Zeitzeugen erinnern sich
Weitere Beiträge der Tagung waren der Person und dem persönlichen Werdegang Udes vor und nach dem Krieg gewidmet. So thematisierte Christof Müller, Universitätsassistent am Grazer Kirchengeschichte-Institut, die Lebensjahre Udes zwischen 1939 und 1945, wo dieser in Gößl am Grundlsee als ehrenamtlicher Seelsorger wirkte und große Ausstrahlung besaß. Eine in jenen Jahren verfasste antifaschistische und pazifistische Schrift brachte Ude die Anklage wegen Wehrkraftzersetzung und Feindbegünstigung ein, welche eine Haft in Linz und Wels zur Folge hatte. Ude entkam der Todesstrafe, weil ein wohlgesonnener Gestapo-Mann und ein Staatsanwalt das Verfahren verschleppten. Die Befreiung durch die Alliierten 1945 kam dem wohl sicheren Todesurteil zuvor.
Übereinstimmungen und Konflikte Udes mit dem kirchlichen Lehramt zeichnete der Grazer Historiker Reinhard Farkas nach. So war Ude u.a. der bedeutendste Vertreter der katholischen Abstinentenbewegung, die eine strikte Ablehnung von Alkoholismus und Prostitution vertrat und für Vegetarismus und radikalen Pazifismus eintrat. Schwere Konflikte focht Ude u.a. mit dem früheren Grazer Bischof Ferdinand Stanislaus Pawlikowski (1927-1953) aus, der Ude schließlich ein Rede- und Lehrverbot auferlegte. Eine Rehabilitierung erfuhrt Ude erst durch den Nachfolger, Bischof Josef Schoiswohl (1954-1968).
Weitere Beiträge beleuchteten Udes politisches Wirken, seine internationale Strahlkraft sowie seine Impulse für den Tierschutz in Österreich (Prof. Kurt Remele). Der Grazer Sozialethiker Leopold Neuhold würdigte Ude vor dem Hintergrund internationaler Friedens- und Abrüstungsbemühungen.
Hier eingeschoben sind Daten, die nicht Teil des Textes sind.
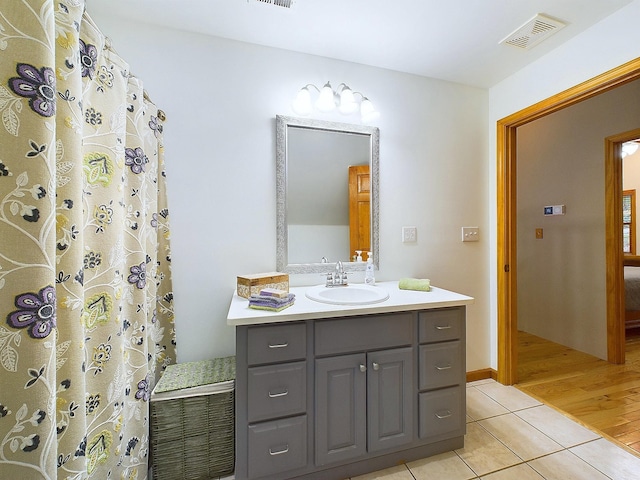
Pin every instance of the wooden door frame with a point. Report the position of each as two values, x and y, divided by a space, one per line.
507 321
Als Zeitzeuge sprach u.a. der emeritierte Grazer Liturgiewissenschaftler Philipp Harnoncourt. Er erinnerte sich an Ude als vorbildlichen Liturgen und einfühlsamen Seelsorger und Beichtvater. Ude brachte den beiden Harnoncourt-Brüdern Philipp und Nikolaus (1929-2016), dem bekannten Dirigenten, Latein bei. Philipp Harnoncourt verdankte Ude den wesentlichen Impuls, dass er Theologe und Priester geworden ist. Der emeritierte Linzer Bischof Maximilian Aichern, zuvor Abt vom Benediktinerstift St. Lambrecht, berichtete weiters, dass innerhalb des Konvents unter den Mitbrüdern oftmals von Ude als ehemaliger Schüler und Sängerknabe von St. Lambrecht gesprochen wurde. Durch Ude hörte er erstmals bei einer Begegnung den Namen Franz Jägerstätters.
Eine Publikation der Beiträge des Symposions ist unter dem Veranstaltungstitel "DDDDr. Johannes Ude (1874-1965) - Pazifist - Lebensreformer- Priesterpolitiker. Anstoß damals wie heute?" im Grazer Universitätsverlag im Frühjahr 2019 geplant.